Na primeira metade do século XX, o Brasil foi responsável por mais da metade da oferta mundial de café.

Aqui no Paraná, com minha família já morando em Cambé desde 1954, começamos a conhecer um pouco mais de perto sobre o processo de preparar o café para ser vendido ou exportado. Isso porque, morávamos perto de algumas máquinas de café, que é como eram chamadas, na época, as empresas comercializadoras desse ouro verde.

Ocorre que, na década de 60, com todos os filhos solteiros e em casa, mamãe, sempre querendo adicionar um extra nas despesas da casa para ajudar papai no sustento da família, resolveu catar café. Isso porque algumas vizinhas já vinham fazendo isso e ganhavam um bom dinheiro.

Esse serviço implicava em várias ações: ela ia até à “maquina”, conversava com o encarregado e pedia quantas sacas desejava levar para “limpar”. A “máquina” mandava entregar as sacas nas casas, transporte que era feito por carroceiros.

Imagem ilustrativa da imagem DEDO DE PROSA| Catando café
| Foto: Marco Jacobsen

Grãos entregues, e nossa casa ficava abarrotada de sacas de café para serem limpos manualmente. Com o fruto do trabalho de mamãe e daqueles que apenas estudavam, as sacas de cafés “sujos” diminuía enquanto a de cafés” limpos” só aumentava.

Enquanto catávamos os grãos, escutávamos um amplo repertório de histórias infantis que mamãe contava para nos distrair da tarefa.

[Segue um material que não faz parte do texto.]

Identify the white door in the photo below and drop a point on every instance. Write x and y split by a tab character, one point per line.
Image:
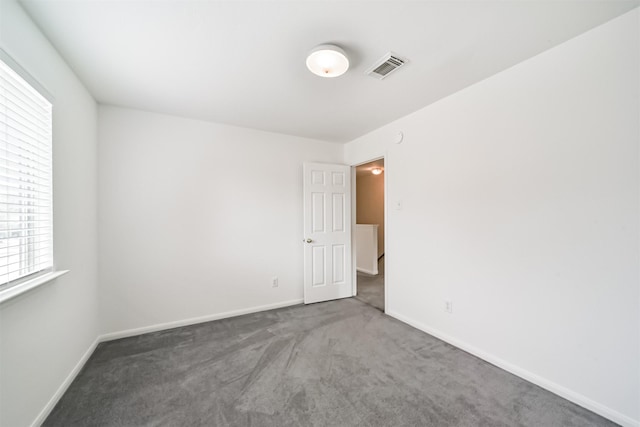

Em outras vezes, ela ligava o rádio e escutávamos muitas transmissões: musicas, noticiários, novelas, mas o mais divertido era escutar na Rádio Nacional do Rio de Janeiro as pérolas do programa “Edifício balança mais não cai”.

A tarefa de grãos de café que mamãe colocava para limparmos era de vinte litros por dia. Se tínhamos muita tarefa escolar esse tanto diminuía porque, em primeiro lugar tínhamos que fazer o dever escolar.

E assim toda a sacaria de café era esvaziada de um lado e enchida de outro até terminar toda a carga que estava em casa. Depois vinha a entrega e o recebimento do dinheiro.

Mas, como tudo tem fim, certo dia a tecnologia chegou e os catadores de café foram substituídos por uma maquina de catar café de verdade. Essa máquina tinha uma esteira que, correndo, obrigava os catadores a serem rápidos e fazia que o café caísse num saco. Nesse tempo, os catadores tinham que fazer o trabalho nas comissárias ou exportadoras (como eram chamadas as máquinas de beneficiar café), ou em armazéns das mesmas.

Penso que foi ali pelo final do século XX, que nova tecnologia brindou os comerciantes e os exportadores com uma máquina que processava a catação eletrônica dos grãos de café. E então, as comissárias e as exportadoras passaram a terceirizar esse trabalho de limpar e bem selecionar os grãos, qualidades impostas pelo mercado internacional.

Foi uma época boa que nos proporcionou muita convivência, conversas com mamãe e a companhia e interações com os irmãos...e, ainda, nos rendeu um bom dinheiro.